Someone said, well, Elder missed the cut but look who made it: a Japanese (Jumbo Ozaki), a Chinese (Mr. Lu), an Indian (Rod Curl), three Mexicans (Trevino, Homero Blancas, Vic Regalado), one Englishman (Maurice Bembridge), two Australians (Graham Marsh, Bruce Devlin), three South Africans (Gary Player, Bobby Cole, Hugh Baiocchi) and two amateurs (George Burns, Jerry Pate).
The Masters' final Sunday never lets you down for excitement, but the earlier rounds can frequently be routine. Now and again, however, one of them etches itself into the grand annals of the tournament's history, and such was the case with Saturday's third round. Mostly, it will become known as Miller's Saturday despite the shotmaking Weiskopf provided much later in the day.
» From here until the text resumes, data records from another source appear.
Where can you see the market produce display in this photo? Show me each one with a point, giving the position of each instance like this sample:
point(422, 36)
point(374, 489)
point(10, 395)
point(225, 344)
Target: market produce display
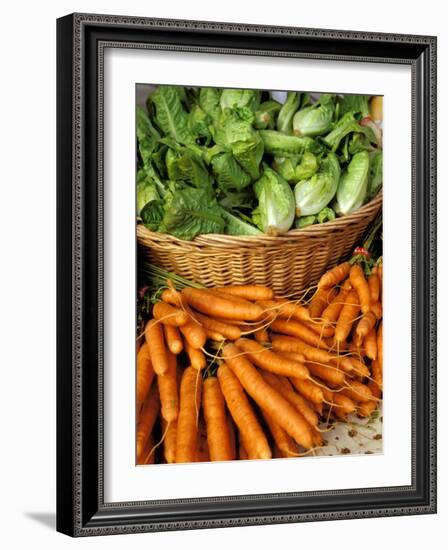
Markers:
point(228, 373)
point(239, 162)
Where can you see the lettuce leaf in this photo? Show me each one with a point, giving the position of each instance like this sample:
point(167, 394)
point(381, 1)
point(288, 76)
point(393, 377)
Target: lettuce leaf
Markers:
point(190, 212)
point(147, 135)
point(228, 173)
point(170, 114)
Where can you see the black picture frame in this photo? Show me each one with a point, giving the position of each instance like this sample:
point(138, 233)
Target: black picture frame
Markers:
point(81, 39)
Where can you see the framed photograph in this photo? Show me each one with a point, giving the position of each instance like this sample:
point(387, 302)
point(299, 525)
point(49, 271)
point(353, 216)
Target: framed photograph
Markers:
point(246, 274)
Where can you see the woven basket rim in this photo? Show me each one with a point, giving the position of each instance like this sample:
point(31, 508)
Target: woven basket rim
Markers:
point(219, 238)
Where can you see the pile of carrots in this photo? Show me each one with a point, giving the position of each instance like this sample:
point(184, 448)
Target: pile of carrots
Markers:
point(234, 372)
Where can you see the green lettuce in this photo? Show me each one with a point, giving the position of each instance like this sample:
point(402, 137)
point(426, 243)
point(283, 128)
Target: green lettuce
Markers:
point(315, 120)
point(170, 114)
point(190, 212)
point(228, 173)
point(314, 194)
point(284, 120)
point(352, 189)
point(281, 145)
point(276, 208)
point(231, 98)
point(236, 226)
point(147, 135)
point(346, 125)
point(186, 166)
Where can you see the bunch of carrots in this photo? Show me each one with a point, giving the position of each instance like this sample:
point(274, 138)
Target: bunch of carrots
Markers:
point(234, 372)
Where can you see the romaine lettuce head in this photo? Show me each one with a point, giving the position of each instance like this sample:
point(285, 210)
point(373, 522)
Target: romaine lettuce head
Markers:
point(375, 174)
point(236, 226)
point(266, 115)
point(281, 145)
point(358, 104)
point(352, 189)
point(236, 134)
point(347, 124)
point(170, 114)
point(284, 120)
point(147, 135)
point(152, 214)
point(308, 167)
point(327, 214)
point(146, 190)
point(199, 123)
point(228, 173)
point(286, 166)
point(312, 195)
point(184, 165)
point(276, 208)
point(315, 120)
point(231, 98)
point(190, 212)
point(209, 102)
point(304, 221)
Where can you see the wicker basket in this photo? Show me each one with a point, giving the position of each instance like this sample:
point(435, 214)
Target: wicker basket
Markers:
point(289, 263)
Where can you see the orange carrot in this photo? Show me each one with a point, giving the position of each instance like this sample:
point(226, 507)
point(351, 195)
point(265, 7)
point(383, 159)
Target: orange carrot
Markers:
point(187, 427)
point(365, 325)
point(167, 384)
point(242, 453)
point(156, 346)
point(212, 335)
point(270, 361)
point(254, 439)
point(377, 373)
point(377, 366)
point(295, 345)
point(371, 344)
point(328, 374)
point(284, 309)
point(361, 286)
point(357, 391)
point(169, 315)
point(145, 374)
point(309, 390)
point(374, 285)
point(270, 401)
point(282, 440)
point(146, 420)
point(231, 429)
point(203, 451)
point(169, 443)
point(196, 356)
point(294, 328)
point(331, 312)
point(377, 309)
point(261, 335)
point(297, 357)
point(194, 334)
point(218, 436)
point(173, 339)
point(359, 368)
point(147, 457)
point(366, 408)
point(347, 316)
point(343, 403)
point(323, 330)
point(321, 300)
point(283, 387)
point(214, 305)
point(231, 332)
point(376, 391)
point(249, 292)
point(334, 276)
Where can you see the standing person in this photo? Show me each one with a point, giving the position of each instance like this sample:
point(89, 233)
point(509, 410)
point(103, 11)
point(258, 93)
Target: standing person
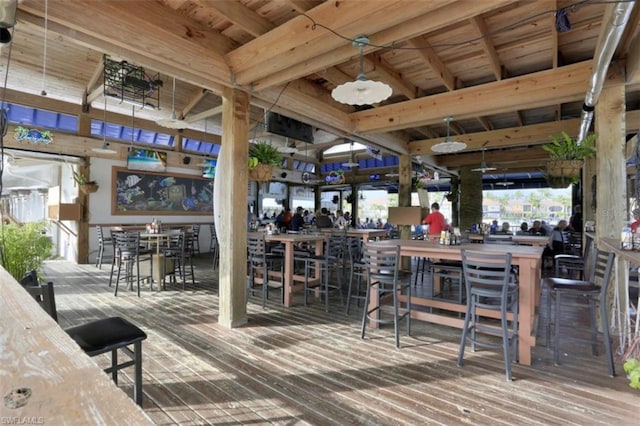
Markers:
point(575, 222)
point(435, 220)
point(297, 221)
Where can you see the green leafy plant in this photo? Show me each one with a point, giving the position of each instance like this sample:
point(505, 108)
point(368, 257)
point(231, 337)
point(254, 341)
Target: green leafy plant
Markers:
point(264, 153)
point(24, 247)
point(564, 147)
point(632, 368)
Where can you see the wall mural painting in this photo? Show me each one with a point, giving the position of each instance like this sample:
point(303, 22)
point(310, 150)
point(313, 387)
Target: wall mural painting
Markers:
point(148, 193)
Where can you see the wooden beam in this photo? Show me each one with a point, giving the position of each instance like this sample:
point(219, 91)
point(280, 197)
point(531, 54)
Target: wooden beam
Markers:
point(422, 23)
point(480, 27)
point(195, 100)
point(534, 90)
point(391, 77)
point(205, 114)
point(232, 164)
point(433, 61)
point(242, 16)
point(113, 23)
point(277, 50)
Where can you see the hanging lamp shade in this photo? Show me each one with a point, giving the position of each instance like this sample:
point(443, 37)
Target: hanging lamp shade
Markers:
point(449, 145)
point(361, 91)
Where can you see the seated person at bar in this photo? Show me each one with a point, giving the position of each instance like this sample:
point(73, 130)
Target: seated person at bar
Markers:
point(636, 223)
point(340, 221)
point(322, 219)
point(524, 229)
point(297, 221)
point(435, 220)
point(537, 229)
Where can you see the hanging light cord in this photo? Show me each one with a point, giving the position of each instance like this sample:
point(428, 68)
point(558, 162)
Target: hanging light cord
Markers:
point(44, 53)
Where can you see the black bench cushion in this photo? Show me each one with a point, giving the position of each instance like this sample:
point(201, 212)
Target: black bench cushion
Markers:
point(105, 335)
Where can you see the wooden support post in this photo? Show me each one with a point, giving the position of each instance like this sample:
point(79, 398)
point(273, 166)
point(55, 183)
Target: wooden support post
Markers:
point(233, 217)
point(611, 214)
point(470, 185)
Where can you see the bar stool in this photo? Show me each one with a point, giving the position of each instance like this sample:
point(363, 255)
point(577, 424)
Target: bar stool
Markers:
point(588, 294)
point(381, 263)
point(487, 277)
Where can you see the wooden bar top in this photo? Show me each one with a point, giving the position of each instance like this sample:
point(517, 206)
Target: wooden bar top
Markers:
point(38, 359)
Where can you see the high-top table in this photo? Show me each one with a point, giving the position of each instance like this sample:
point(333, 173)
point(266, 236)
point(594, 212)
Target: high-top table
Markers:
point(529, 262)
point(289, 241)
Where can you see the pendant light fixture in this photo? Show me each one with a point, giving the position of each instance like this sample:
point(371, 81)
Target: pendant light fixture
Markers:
point(352, 161)
point(361, 91)
point(505, 182)
point(483, 166)
point(448, 146)
point(173, 122)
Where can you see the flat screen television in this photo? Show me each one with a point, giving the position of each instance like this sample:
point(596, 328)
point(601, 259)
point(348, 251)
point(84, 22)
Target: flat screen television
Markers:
point(147, 160)
point(288, 127)
point(209, 169)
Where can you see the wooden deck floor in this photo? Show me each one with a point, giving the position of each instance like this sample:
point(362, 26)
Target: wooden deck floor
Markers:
point(304, 366)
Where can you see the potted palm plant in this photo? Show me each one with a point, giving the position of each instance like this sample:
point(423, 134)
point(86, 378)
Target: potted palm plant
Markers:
point(263, 157)
point(566, 156)
point(24, 247)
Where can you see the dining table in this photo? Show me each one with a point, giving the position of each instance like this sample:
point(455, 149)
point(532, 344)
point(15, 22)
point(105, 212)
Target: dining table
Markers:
point(530, 240)
point(529, 262)
point(363, 233)
point(290, 241)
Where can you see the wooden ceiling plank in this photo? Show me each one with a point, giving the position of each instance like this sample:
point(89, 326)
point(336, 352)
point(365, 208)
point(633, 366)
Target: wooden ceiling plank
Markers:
point(195, 100)
point(392, 78)
point(93, 80)
point(420, 24)
point(302, 6)
point(533, 134)
point(434, 62)
point(632, 71)
point(242, 16)
point(204, 114)
point(480, 27)
point(171, 40)
point(534, 90)
point(270, 46)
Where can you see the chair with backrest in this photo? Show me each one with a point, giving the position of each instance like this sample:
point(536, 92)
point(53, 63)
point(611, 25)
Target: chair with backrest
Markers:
point(101, 336)
point(264, 269)
point(489, 284)
point(356, 267)
point(589, 294)
point(574, 265)
point(129, 254)
point(103, 241)
point(382, 274)
point(331, 260)
point(195, 249)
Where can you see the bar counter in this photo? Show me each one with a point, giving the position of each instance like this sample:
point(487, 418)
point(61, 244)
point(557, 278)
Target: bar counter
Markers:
point(45, 378)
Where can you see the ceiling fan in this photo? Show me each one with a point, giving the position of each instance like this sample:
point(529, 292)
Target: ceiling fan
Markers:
point(505, 182)
point(483, 166)
point(287, 149)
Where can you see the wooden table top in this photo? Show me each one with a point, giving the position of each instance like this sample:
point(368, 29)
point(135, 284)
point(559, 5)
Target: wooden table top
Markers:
point(65, 385)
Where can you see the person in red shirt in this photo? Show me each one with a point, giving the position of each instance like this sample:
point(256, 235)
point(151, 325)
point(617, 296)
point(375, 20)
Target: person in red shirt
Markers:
point(435, 220)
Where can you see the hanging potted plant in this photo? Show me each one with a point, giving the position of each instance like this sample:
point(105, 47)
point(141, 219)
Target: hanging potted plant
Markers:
point(263, 157)
point(566, 156)
point(84, 184)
Miller admitted he began the tournament "choking." He bogeyed the very first hole on Thursday and bad-putted his way to a 75. Even after a second-round 71 he was no more a part of the tournament than the veranda standers. At 146 he was 11 strokes behind Nicklaus, and some of the players were leaning back in their leather chairs in the locker room and saying, "By the way, whatever happened to the Nicklaus-Miller duel?"
Now came Saturday, a day that gleamed with bright weather compared to the mist and rain of the first two rounds. Miller had teed off early and he was finishing the front nine as Nicklaus and Arnold Palmer were about to begin at 2:10 p.m.
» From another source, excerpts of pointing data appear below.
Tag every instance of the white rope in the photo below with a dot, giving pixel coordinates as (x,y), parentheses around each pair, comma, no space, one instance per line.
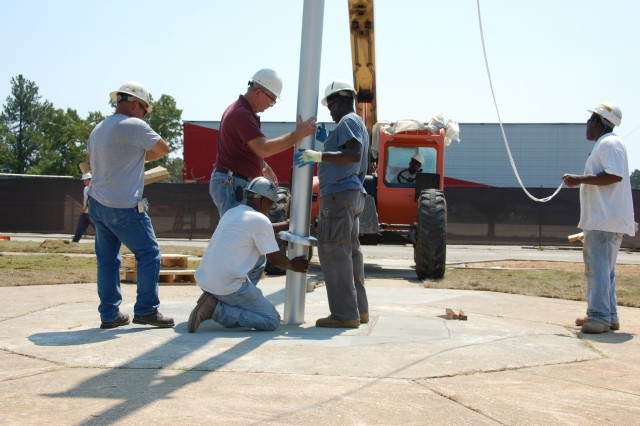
(504,136)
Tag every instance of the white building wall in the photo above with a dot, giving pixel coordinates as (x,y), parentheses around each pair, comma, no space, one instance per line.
(542,152)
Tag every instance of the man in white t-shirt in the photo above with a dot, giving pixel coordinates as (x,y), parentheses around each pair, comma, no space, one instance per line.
(606,214)
(242,235)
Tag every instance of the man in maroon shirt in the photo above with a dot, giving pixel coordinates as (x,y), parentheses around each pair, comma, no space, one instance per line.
(242,146)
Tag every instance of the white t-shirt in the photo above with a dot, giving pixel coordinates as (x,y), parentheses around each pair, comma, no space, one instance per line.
(607,207)
(241,236)
(117,147)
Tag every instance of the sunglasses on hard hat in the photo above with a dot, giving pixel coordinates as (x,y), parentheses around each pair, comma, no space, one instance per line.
(271,97)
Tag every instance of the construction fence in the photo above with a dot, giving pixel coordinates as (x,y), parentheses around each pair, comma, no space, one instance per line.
(502,216)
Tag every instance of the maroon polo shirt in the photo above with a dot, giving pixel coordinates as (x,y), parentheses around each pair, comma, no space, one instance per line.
(239,125)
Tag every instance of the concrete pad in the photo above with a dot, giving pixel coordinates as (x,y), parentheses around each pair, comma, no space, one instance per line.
(516,359)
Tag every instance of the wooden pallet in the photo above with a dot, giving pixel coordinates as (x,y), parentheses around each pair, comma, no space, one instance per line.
(173,269)
(167,276)
(166,261)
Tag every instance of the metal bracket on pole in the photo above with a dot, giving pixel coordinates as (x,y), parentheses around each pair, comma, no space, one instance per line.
(298,239)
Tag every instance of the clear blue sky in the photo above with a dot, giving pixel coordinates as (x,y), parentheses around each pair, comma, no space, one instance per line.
(549,59)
At the Masters they post notes of interest on the huge scoreboards that rise up out of the pines. On the one everybody can see from the putting green, from behind the 9th and 18th greens and from the veranda, a note was posted: Miller four under. Nicklaus and Palmer glanced casually at the scoreboard as they loitered on the putting green, and Jack said later that he couldn't tell immediately whether it was a red four (for under) or a green four (for over par). Nicklaus is color-blind.
It did occur to him, though, that there would be no news value in posting a four-over number.
"Pretty good round Miller's got going," Nicklaus said to Palmer.
"Yeah, four under," Palmer said.
"Six," Nicklaus said, pointing out that Miller had been two over par when the day began.
Palmer squinted at the scoreboard.
"Yeah, not bad," he said.
Nicklaus smiled. "I guess not," he said. "It's only an alltime record."